Franziskus habe schon von Anfang an in diesem Ukrainekonflikt relativierende Aussagen gemacht, kritisierte Körtner: „Er hat es nie wirklich vermocht, den Aggressor beim Namen zu nennen.“ Man könne in diesem Fall nicht nach allen Seiten hin ausgleichend sein: „Es geht hier wirklich um einen Angriffskrieg, bei dem die Ukrainer alles moralische Recht, auch das Völkerrecht auf ihrer Seite haben, sich zu verteidigen.“ Diejenigen, die von Anfang an zur Kapitulation aufrufen, auch auf evangelischer Seite, „die rufen eben dazu auf, sich einem imperialistischen Aggressor zu unterwerfen“.

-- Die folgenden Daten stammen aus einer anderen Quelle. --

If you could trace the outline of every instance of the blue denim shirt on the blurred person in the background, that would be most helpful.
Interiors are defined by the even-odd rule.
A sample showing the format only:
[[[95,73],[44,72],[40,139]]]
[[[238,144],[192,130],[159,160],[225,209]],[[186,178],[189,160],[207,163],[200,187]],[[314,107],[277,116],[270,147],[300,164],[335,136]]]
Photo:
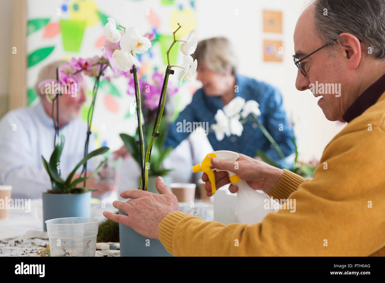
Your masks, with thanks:
[[[235,93],[236,96],[241,96],[246,101],[256,100],[258,102],[259,110],[261,111],[261,116],[258,117],[259,122],[271,134],[280,146],[283,154],[287,157],[295,152],[295,146],[291,141],[293,129],[288,124],[279,90],[265,82],[259,82],[239,74],[236,74],[236,85],[238,85],[238,92]],[[218,109],[223,109],[221,97],[206,96],[203,88],[197,90],[192,97],[191,103],[169,125],[165,146],[176,147],[190,134],[188,131],[181,132],[181,127],[177,130],[178,126],[183,125],[183,120],[185,120],[184,124],[187,122],[202,122],[205,125],[208,122],[210,127],[211,124],[216,123],[214,115]],[[243,132],[240,137],[234,135],[225,136],[222,141],[218,141],[213,130],[209,129],[208,139],[214,151],[230,150],[254,157],[257,155],[256,151],[261,149],[278,165],[283,167],[281,158],[275,148],[252,121],[243,124]],[[291,164],[288,165],[291,166]]]

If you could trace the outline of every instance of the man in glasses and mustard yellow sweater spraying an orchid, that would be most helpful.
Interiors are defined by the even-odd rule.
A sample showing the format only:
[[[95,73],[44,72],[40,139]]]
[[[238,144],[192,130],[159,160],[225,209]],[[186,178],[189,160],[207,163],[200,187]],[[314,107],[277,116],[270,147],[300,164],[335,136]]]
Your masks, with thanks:
[[[348,125],[326,146],[313,179],[243,155],[236,173],[273,198],[296,199],[295,213],[280,209],[253,225],[206,222],[180,212],[159,177],[159,195],[125,191],[132,199],[114,203],[129,216],[104,215],[175,256],[384,256],[385,0],[317,0],[298,19],[294,42],[296,88],[340,83],[340,94],[323,94],[318,105]],[[217,187],[229,183],[224,172],[216,179]]]

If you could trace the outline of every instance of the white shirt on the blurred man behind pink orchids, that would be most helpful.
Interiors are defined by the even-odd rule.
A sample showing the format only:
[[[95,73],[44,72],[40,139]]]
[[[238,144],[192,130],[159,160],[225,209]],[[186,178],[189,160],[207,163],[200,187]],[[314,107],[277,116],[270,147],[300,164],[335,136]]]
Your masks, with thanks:
[[[65,179],[84,156],[87,124],[75,119],[63,126],[64,148],[60,157]],[[51,188],[42,163],[54,150],[54,122],[41,102],[8,112],[0,121],[0,183],[12,186],[12,198],[41,198]],[[94,150],[91,134],[89,152]],[[89,165],[87,164],[87,167]],[[80,172],[80,166],[78,172]]]

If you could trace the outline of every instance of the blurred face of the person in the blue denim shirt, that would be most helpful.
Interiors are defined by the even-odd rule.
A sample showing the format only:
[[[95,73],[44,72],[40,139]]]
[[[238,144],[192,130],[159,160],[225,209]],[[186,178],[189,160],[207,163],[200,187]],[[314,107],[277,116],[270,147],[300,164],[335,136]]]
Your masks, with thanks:
[[[204,93],[207,96],[221,96],[228,91],[230,70],[225,74],[220,74],[209,69],[205,64],[198,63],[196,72],[196,79],[202,82]]]

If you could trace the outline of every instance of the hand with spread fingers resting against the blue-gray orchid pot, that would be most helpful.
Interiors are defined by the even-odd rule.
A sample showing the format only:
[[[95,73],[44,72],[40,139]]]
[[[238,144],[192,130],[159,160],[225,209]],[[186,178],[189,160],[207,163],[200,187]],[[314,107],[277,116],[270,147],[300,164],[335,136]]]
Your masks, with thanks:
[[[128,216],[107,211],[104,211],[103,215],[131,227],[145,237],[159,240],[158,229],[162,219],[170,213],[179,211],[179,204],[162,177],[156,179],[156,189],[159,194],[138,189],[124,191],[121,197],[131,199],[126,203],[114,201],[112,205]]]

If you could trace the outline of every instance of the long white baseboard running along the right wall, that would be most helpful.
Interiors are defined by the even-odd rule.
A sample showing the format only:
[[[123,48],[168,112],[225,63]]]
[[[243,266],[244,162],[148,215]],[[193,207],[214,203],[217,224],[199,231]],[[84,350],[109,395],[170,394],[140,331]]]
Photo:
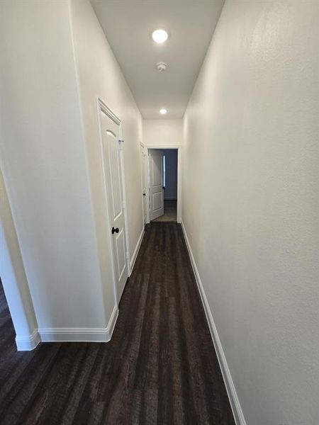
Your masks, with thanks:
[[[230,370],[228,368],[228,364],[225,358],[225,353],[223,351],[223,347],[220,343],[220,338],[218,336],[218,331],[216,329],[216,324],[213,319],[213,314],[211,313],[211,307],[208,305],[208,300],[205,294],[205,290],[203,288],[203,284],[201,283],[201,278],[198,273],[198,268],[195,263],[194,255],[191,251],[191,245],[189,244],[189,238],[187,237],[186,229],[184,227],[184,223],[181,220],[181,228],[183,229],[187,250],[189,251],[189,256],[191,259],[191,266],[193,267],[194,275],[196,278],[196,283],[198,286],[199,293],[201,295],[201,301],[203,302],[203,307],[206,313],[206,319],[211,330],[211,337],[213,339],[213,344],[215,346],[215,350],[218,357],[218,363],[220,365],[220,370],[223,375],[223,380],[225,382],[225,387],[228,393],[228,398],[230,401],[230,406],[233,410],[233,415],[235,418],[236,425],[247,425],[245,421],[244,414],[242,413],[242,408],[240,406],[240,401],[237,397],[237,392],[235,389],[235,385],[233,379],[230,375]]]

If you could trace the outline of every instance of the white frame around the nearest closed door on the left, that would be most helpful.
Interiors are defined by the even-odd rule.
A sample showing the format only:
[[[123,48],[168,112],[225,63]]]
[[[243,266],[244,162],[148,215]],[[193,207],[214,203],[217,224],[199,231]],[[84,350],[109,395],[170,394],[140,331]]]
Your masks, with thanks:
[[[110,228],[110,223],[111,223],[111,217],[110,217],[110,213],[108,211],[108,205],[110,205],[109,203],[109,199],[108,199],[108,190],[107,190],[107,185],[108,183],[110,183],[109,181],[106,181],[106,176],[108,176],[108,173],[105,172],[105,168],[104,168],[104,161],[103,161],[103,135],[102,135],[102,123],[101,123],[101,113],[105,113],[108,118],[110,118],[111,120],[113,120],[114,123],[116,123],[118,125],[118,137],[119,137],[119,142],[121,140],[121,146],[119,149],[120,152],[120,161],[121,161],[121,181],[122,181],[122,193],[123,193],[123,213],[124,213],[124,238],[125,238],[125,263],[126,263],[126,268],[128,271],[128,276],[130,276],[130,244],[129,244],[129,240],[128,240],[128,212],[127,212],[127,208],[126,208],[126,191],[125,191],[125,169],[124,169],[124,157],[123,157],[123,136],[122,136],[122,123],[120,118],[118,118],[118,116],[113,113],[113,111],[108,108],[108,106],[106,106],[106,104],[101,100],[101,98],[97,97],[96,98],[96,108],[97,108],[97,119],[98,119],[98,126],[99,126],[99,157],[100,157],[100,162],[101,162],[101,171],[102,171],[102,175],[103,175],[103,193],[104,193],[104,203],[105,203],[105,209],[106,209],[106,217],[108,220],[108,228]],[[116,305],[118,305],[118,303],[120,302],[120,300],[118,300],[118,293],[117,293],[117,288],[116,288],[116,268],[115,268],[115,259],[114,259],[114,252],[113,252],[113,243],[112,243],[112,237],[111,237],[111,232],[109,232],[108,235],[108,242],[109,242],[109,247],[111,249],[111,263],[112,263],[112,273],[113,273],[113,288],[114,288],[114,296],[115,296],[115,301],[116,301]]]

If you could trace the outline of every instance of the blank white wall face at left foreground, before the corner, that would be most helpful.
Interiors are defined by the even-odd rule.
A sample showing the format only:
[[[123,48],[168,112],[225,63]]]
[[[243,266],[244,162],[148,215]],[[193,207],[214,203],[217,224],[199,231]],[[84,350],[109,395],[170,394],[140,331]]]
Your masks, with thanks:
[[[68,1],[0,2],[1,168],[39,327],[105,327]]]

Es falle zudem immer wieder auf, dass Franziskus auch gegenüber dem russischen Patriarchen von Moskau zurückhaltend ist, obwohl Kyrill sowohl Putin wie den Ukraine-Krieg unterstützt, beklagte Körtner. Es passe leider auch in dieses Bild, dass Franziskus auch an anderen Stellen eine so unklare Haltung einnimmt. Auch im Nahost-Konflikt konnte er „von Anfang an sich nicht dazu durchringen, eindeutig Ross und Reiter zu nennen“.

Auch wenn der Nahost-Konflikt sehr komplex sei und der Vatikan eine sehr komplizierte Geschichte mit Israel habe, sei es dem Papst immer nur darum gegangen, die Opfer auf allen Seiten zu beklagen, ohne die Ursachen zu benennen. Auch viele katholische Theologen beklagen Körtner zufolge, dass der Papst nicht ausreichend Solidarität mit Israel und dem jüdischen Volk zeige.

Der Papst habe als Oberhaupt der katholischen Kirche immer auch eine politische Rolle, unterstrich Körtner. Daher sei es umso schlimmer, dass Franziskus „politisch derart unbedarft und naiv agiert“. Er als Protestant müsse sich „wegen des Papstes fremdschämen“.